Del nodded. It always was the wrong place and wrong time for
anyone who was near her. Starting with her first mother, who had left her and
the entire planet of Sayre as soon as she could after Del’s birth. Forty-eight
days was all the time her infant self had had with her mother. Then she had
been killed in an accident on another planet and Del never had the chance to
see her again.

She didn’t know why she’d thought of her birth mother just
then, other than that she might be losing the only real mother she’d ever
known.

Her father watched his wife and peered at the display
winking next to the bed. Del couldn’t tell if anything was of concern, but he
leaned back without making note of anything. “In any case, he seems a decent
one. You could do worse.”

Del’s mind whirled around, trying to understand what he
meant. Then she did and felt a chill. “Pa.”
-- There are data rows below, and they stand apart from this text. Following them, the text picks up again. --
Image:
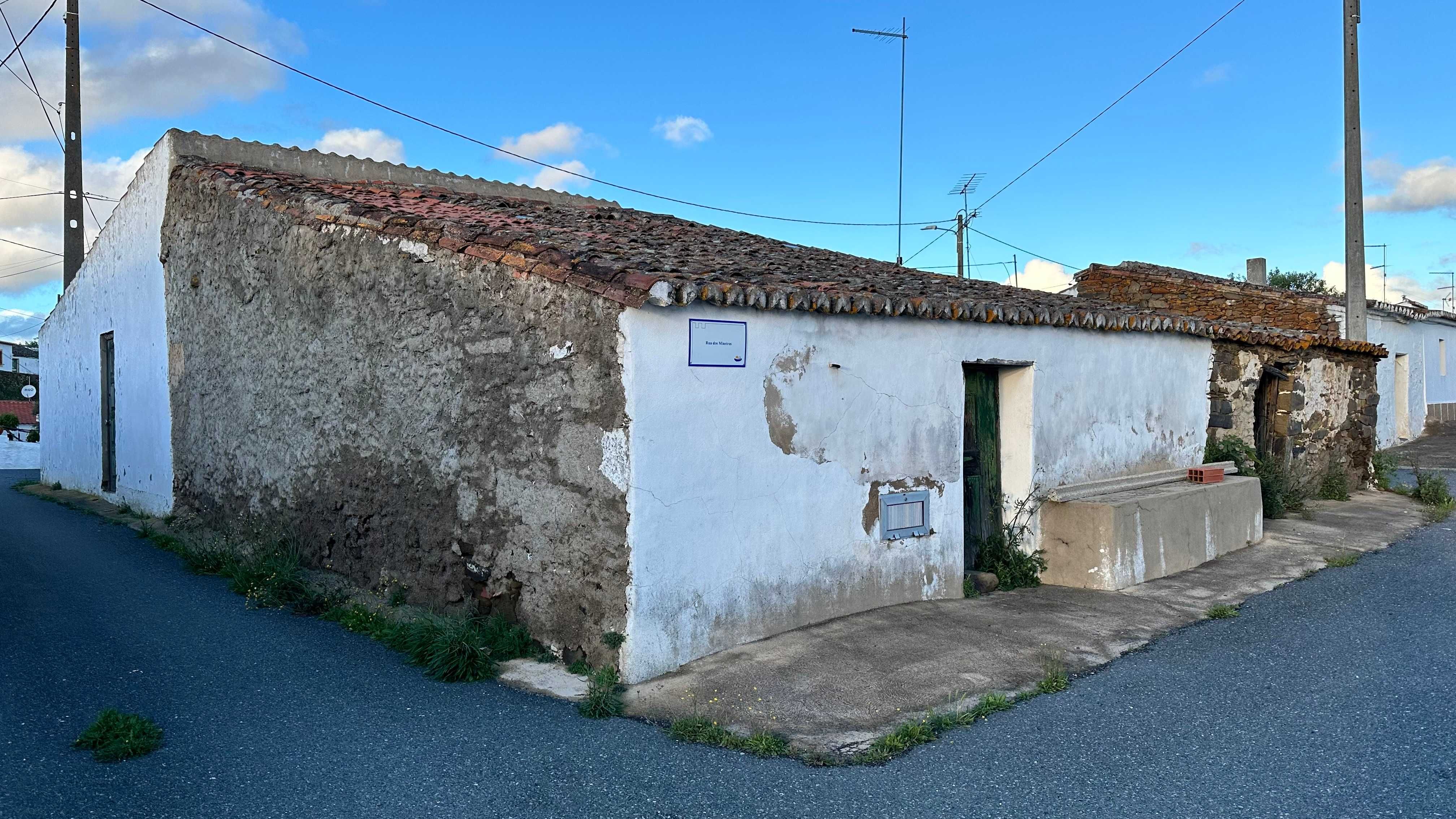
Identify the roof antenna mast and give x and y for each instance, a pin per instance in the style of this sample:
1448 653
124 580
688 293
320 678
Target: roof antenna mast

Del tried to sound repressive—she didn’t want to have this
sort of conversation with him in these circumstances, or any circumstances. Yes,
Lazlo was an impressive-enough man, but she wasn’t interested in trying to
develop something with him or anyone. He would be leaving the planet soon
enough and she never could. Sayre was where she was born and where she would
stay. She’d be buried in the small cemetery on top of the cliff, dry land
holding the bodies of the lost. Where else would she go?

“You
have
done worse, pet.” Nige glanced up at her
and his eyes gleamed with amusement for a moment. It was likely he was
remembering some of her less-than-successful dates and semi-relationships. “You
could make a nice baby with him, give me a grandchild.”

Shaking her aching head slightly, Del rolled her eyes again.
Her father loved babies and his hints for grandchildren had grown louder over
the years. They were nearly shouts now. She guessed that was one of the reasons
her mother had felt free to leave her behind—Pa was the best caregiver on
Sayre.

If she ever did have a child, he would undoubtedly maneuver
the situation to allow himself to take on most of the raising. She’d had as
lovely a childhood as he could manage to give her. He’d waited to marry again
until he was sure he’d found a woman who could be as good a mother to her as
she would be to her own.

And that good woman was now brought low because of Del’s
actions. But his brushes with death today were undoubtedly making him want to
see his children settled and carrying on to the next generation. It was only
natural.

“Pa, enough. Making a baby is the last thing on my mind and
I’m sure he is entirely uninterested.”

“You never know until you ask. Just want you to know I
approve.”

“There’s nothing to approve, Pa.”

“Don’t be so unromantic.”

“But I’m not romantic. I’m practical. I have my work and I
have my family. I don’t believe I’m capable of more.”

“That’s a pity. Your baby would be part of your family automatically.”

Del held her tongue then. Her pa’d had a terrible day and it
wasn’t over yet, so it wasn’t appropriate for her to argue with him over such a
non-issue. And anyone who knew her could be sure romance and impulsiveness and
passion were in no way part of her personality. Determination and reliability
were, not unlike a well-used cart.

Nige sighed and patted his wife’s hand again. “You go on now,
Del, get to your home and see how much is left. One of the cousins will help
you secure the door if those bad fellas broke it.”

Wordlessly, she leaned down and hugged him, then patted her mother’s
hand and left the room, weary and blankly anticipating nothing for the
immediate future other than discovering how badly Harata’s men had hurt her
family both physically and financially. Despite her father’s assurances, she
was entirely responsible for attracting the thug’s notice and she felt as
guilty as she could considering her level of exhaustion and pain.